Но Фабрика по-прежнему в их распоряжении.
Фабрика — самое большое здание во всем городе, но она стоит пустая. Дело в том, что она «себя не окупала», и хозяин, богатый шотландский фабрикант, продал ее Торговому Дому Рёмера, а сам уехал обратно в Шотландию. Было это еще при жизни Деда. С тех пор Фабрика «простаивает», но теперь Отец думает со временем пустить ее в ход.
Пока же она продолжает пустовать.
Однако в одном из ее помещений нередко собирается множество людей — это бывает, когда Дядя Ханс и его друзья устраивают там концерты и балы или же представляют комедию.
Селимсен — художник и ходит в широкополой шляпе, у него красивые пышные усы с закрученными кверху кончиками. Кайль — фотограф и носит редингот и желтые кожаные перчатки. Еще его называют «Лейтенантом», но Тетя Нанна утверждает, что лейтенантом он сроду не бывал, а был лишь кадетом, — это все просто бахвальство, он ведь ужасный хвастун. Мама зовет его «Сердцеедом», а Отец презрительно именует «Ветрогоном».
И наконец, есть еще Платен. Платен говорит по-датски, странным образом коверкая слова, потому что он швед. Это веселый толстяк с курчавой шевелюрой и бородой, в съехавшем набок галстуке; он очень музыкален, играет на виолончели (и играет, по маминым словам, превосходно). Фон Платен настоящее его имя, что указывает на благородное происхождение. «Вполне допускаю, что он барон, — говорит Отец. — Но что он при всем том недоумок, это-то уж совершенно точно. Недоумки они все, вся их шатия!»
— А что это значит — недоумки?
На твой вопрос Отец не отвечает, он сидит за столом нахохлившийся, погруженный в свои мысли и не всегда отвечает на вопросы. Тетя Нанна прикладывает к губам два пальца — это значит, что, когда Отец ест, лучше помалкивать и не мешать ему думать, у него и так голова разламывается от всяких забот.

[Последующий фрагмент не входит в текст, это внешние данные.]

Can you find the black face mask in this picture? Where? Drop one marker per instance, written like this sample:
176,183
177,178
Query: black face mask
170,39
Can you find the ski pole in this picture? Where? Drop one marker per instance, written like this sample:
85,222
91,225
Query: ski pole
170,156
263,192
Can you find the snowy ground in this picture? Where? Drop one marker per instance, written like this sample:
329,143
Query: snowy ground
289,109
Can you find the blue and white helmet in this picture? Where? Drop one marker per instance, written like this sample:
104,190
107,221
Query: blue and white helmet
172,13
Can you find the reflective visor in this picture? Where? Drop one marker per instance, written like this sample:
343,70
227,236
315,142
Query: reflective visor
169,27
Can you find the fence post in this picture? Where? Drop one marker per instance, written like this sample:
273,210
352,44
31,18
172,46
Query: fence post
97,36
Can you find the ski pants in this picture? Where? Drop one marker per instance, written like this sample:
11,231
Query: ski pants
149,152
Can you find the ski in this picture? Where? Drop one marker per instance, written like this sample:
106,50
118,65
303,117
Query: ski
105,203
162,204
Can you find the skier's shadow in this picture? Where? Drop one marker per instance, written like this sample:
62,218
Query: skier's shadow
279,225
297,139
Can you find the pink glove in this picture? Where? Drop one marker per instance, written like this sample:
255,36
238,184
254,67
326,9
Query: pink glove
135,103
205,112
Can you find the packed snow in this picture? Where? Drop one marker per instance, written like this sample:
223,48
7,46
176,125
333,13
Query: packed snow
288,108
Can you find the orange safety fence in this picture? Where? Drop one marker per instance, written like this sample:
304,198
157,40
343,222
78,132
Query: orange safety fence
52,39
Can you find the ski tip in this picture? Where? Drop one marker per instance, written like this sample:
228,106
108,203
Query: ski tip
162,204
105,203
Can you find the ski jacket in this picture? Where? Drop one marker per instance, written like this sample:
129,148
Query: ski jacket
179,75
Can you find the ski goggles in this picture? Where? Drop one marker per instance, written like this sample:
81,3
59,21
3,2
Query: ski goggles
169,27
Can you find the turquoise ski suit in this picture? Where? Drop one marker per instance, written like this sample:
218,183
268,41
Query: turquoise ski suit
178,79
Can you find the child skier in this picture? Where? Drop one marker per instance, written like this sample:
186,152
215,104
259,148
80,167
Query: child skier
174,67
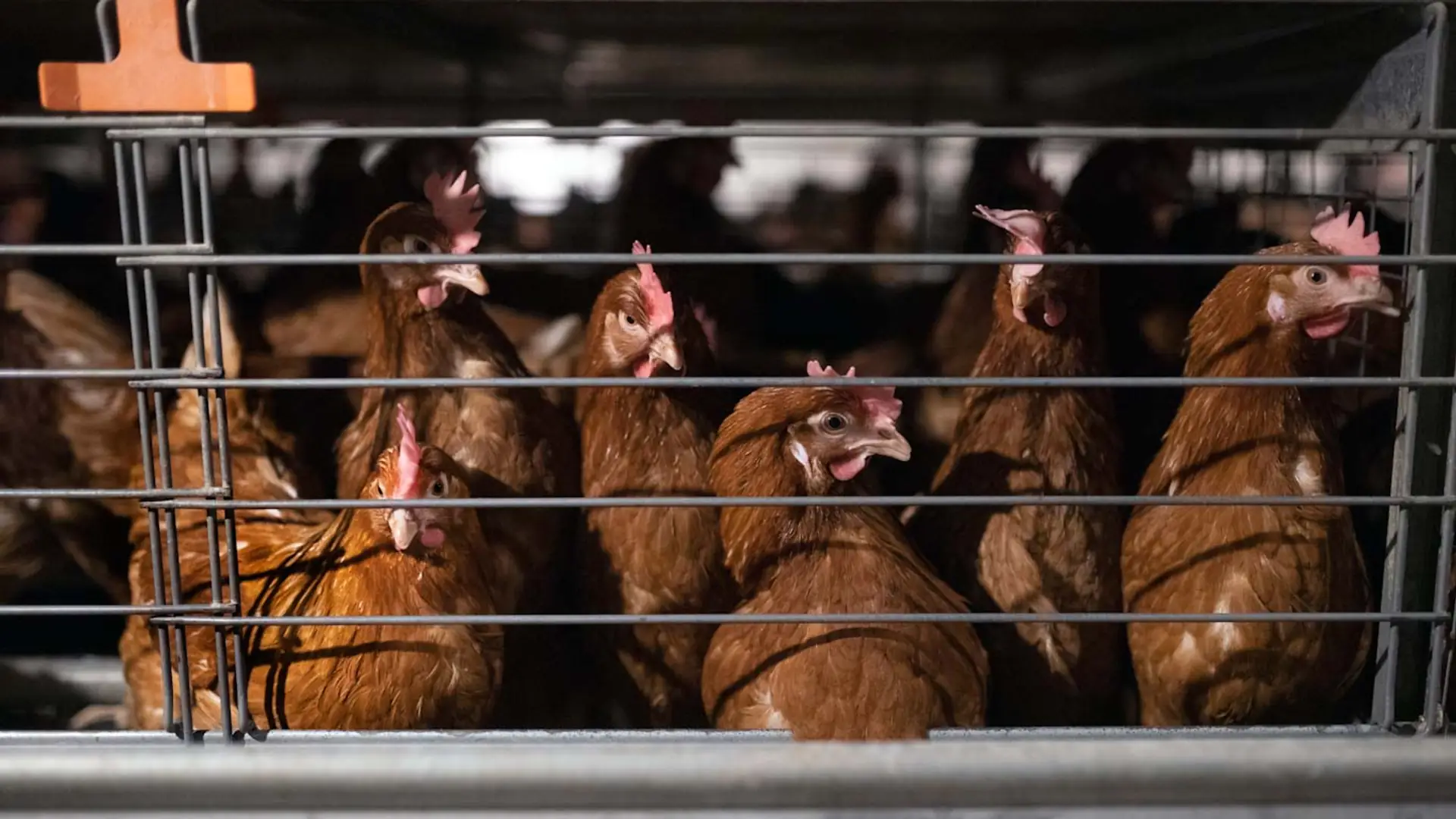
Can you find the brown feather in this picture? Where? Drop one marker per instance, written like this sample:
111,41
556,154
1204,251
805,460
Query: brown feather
893,681
650,442
510,442
1037,558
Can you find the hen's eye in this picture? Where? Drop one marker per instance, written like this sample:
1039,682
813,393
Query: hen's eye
417,245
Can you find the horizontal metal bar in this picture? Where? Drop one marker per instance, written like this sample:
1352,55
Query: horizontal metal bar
799,502
698,776
664,736
1106,260
742,382
979,618
126,739
104,494
98,679
127,375
133,121
98,249
92,611
801,130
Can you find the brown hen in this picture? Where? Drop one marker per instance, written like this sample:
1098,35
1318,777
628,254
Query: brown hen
830,681
650,442
46,442
379,561
1037,558
510,442
1254,441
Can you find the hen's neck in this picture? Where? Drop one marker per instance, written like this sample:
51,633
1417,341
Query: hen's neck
1228,338
758,538
410,341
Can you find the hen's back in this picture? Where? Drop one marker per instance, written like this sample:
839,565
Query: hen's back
832,681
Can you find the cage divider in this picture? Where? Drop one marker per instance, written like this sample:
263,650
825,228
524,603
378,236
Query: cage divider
1419,463
152,312
204,430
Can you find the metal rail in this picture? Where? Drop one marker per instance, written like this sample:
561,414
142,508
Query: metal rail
742,382
801,502
653,776
1071,260
802,130
1348,770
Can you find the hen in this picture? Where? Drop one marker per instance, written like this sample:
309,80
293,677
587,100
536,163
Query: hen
650,442
1254,441
1037,558
98,417
379,561
58,436
827,681
510,442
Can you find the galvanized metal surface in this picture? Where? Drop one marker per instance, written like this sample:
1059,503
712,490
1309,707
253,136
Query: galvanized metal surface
734,776
705,770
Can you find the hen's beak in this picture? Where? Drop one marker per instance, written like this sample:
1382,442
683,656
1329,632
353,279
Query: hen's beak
1370,293
887,441
402,526
465,276
664,350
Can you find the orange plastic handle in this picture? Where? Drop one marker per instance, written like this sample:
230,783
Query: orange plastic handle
149,74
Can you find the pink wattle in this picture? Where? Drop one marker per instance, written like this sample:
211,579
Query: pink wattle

Через подвальное окно, которое не закрывается, можно проникнуть внутрь большого запутанного здания фабрики со множеством залов. В этих залах, стены которых сложены из грубых холодных скальных камней, потолки высокие, но темно, как в подвале, даже днем, потому что окна длинными рядами тянутся наверху, под самой крышей. Здесь царит гнетущий полумрак, точно в пещере Горного Короля. В некоторых залах есть большие раковины, водопроводные трубы, какие-то чудные машины, в других — составлены порожние ящики и бочки, навалены кучи измятых полосок жести и прочего хлама, а еще здесь есть кочегарка с высокой паровой машиной, которая стоит без дела и ржавеет. Но некоторые просторные помещения — совсем пустые, такие пустые, что, даже когда ступаешь на цыпочках, шаги отдаются эхом.
И наконец, есть Фабричная Контора. Здесь стоит огромный темно-зеленый несгораемый шкаф, до того тяжелый, что его не смогли никуда перенести, а в углу — солидный шотландский камин, сооруженный из разноцветных камней и сверху накрытый мраморной плитой с извилистым узором. Вдоль стен — скамьи с кожаной обивкой. Но на красивых темных обоях проступили белесые пятна сырости, а под высокими окнами, выходящими на море, никогда не просыхает лужа.
Ханнибал, подобрав ноги, уютно устраивается на одной из пристенных скамей и закуривает сигарету.